Methanex willing to move plants globally to secure gas supplies
The world's largest methanol producer is prepared to move its plants to take advantage of natural gas supplies in other countries and could one day choose to move from New Zealand.
The world's largest methanol producer is prepared to move its plants to take advantage of natural gas supplies in other countries and could one day choose to move from New Zealand.
BUSINESSDESK: Methanex, the world's largest methanol producer, is increasingly willing to move its plants from one country to another to take advantage of natural gas supplies, and could one day choose to move its plant from New Zealand.
In remarks during a panel session at a petroleum conference in Wellington yesterday, New Zealand manager Harvey Weake said the dismantling of a Methanex plant in Chile and its transfer to a site in Louisiana was part of a plan where Methanex "will be taking a more flexible approach on equipment, to moving it around".
That could include New Zealand "if we have to", he said.

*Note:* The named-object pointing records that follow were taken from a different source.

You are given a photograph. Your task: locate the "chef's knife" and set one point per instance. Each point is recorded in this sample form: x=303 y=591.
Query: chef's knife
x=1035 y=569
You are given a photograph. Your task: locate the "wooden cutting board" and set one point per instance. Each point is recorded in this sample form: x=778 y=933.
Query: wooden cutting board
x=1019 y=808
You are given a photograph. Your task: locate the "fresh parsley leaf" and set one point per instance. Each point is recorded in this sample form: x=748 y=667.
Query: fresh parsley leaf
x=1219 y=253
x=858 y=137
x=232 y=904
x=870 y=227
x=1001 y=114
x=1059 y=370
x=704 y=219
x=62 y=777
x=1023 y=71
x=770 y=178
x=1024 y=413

However, there is no imminent likelihood of such a decision.
Methanex has been reinvesting heavily in its two methanol production chains at Motonui, as new supplies of competitively priced natural gas have come to market in New Zealand, after winding back local production in the early 2000s, when gas supplies tightened and prices rose.
It is also considering reopening its mothballed plant nearby at Waitara as the outlook for gas supplies in New Zealand suggests several years of low-cost gas are becoming available.

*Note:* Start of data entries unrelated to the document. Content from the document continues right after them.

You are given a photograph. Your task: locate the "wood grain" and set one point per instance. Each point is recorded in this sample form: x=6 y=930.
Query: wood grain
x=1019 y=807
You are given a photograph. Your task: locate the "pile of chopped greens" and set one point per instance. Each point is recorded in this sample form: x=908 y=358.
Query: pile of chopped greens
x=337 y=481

The conference session was chaired by Edison Research International's New Zealand head John Kidd, who described how natural gas had risen to as high as $9 a Gigajoule in the early 2000s, but had dropped to around $5 per GJ in recent times as electricity generators started switching out of gas to produce electricity and using coal, geothermal and wind energy.
Whereas electricity generators were using around 100 petajoules of gas annually a decade ago, that had fallen to 40 PJs in the last year, with Methanex taking up the slack as new gas fields were brought on stream.

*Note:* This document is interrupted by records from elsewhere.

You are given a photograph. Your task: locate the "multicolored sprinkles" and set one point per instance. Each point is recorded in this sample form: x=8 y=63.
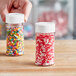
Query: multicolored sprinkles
x=15 y=40
x=44 y=49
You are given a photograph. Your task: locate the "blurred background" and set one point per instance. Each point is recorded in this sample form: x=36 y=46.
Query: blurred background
x=62 y=12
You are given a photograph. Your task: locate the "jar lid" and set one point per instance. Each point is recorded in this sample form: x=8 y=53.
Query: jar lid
x=15 y=18
x=45 y=27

Mr Weake told the conference that methanol, selling at around $US100 a tonne, was enjoying price parity with oil, with methanol increasingly used as a transport fuel feedstock.
It now accounted for 25% of transport fuel consumption in China.
"What we see in New Zealand is that there's clearly a liquid transport fuel opportunity," said Mr Weake, although there was currently no local capability to blend methanol with conventional petrol and diesel.
New Zealand presented a low-risk, stable operating environment, whose view conflicted with some other conference participants, who bemoaned New Zealand's regulatory environment as discouraging petro-chemical investment.
"The regulatory stuff looks second order to us unless something stops the activity occurring," Mr Weake said. "That bodes well for a long term future for us in New Zealand" as long as gas supplies remained available.
Methanex announced the Chilean move earlier this year, saying new natural gas discoveries were appearing more slowly than expected, leading to a decision to relocate plant in the South American nation to a site in Louisiana, where gas supply was plentiful.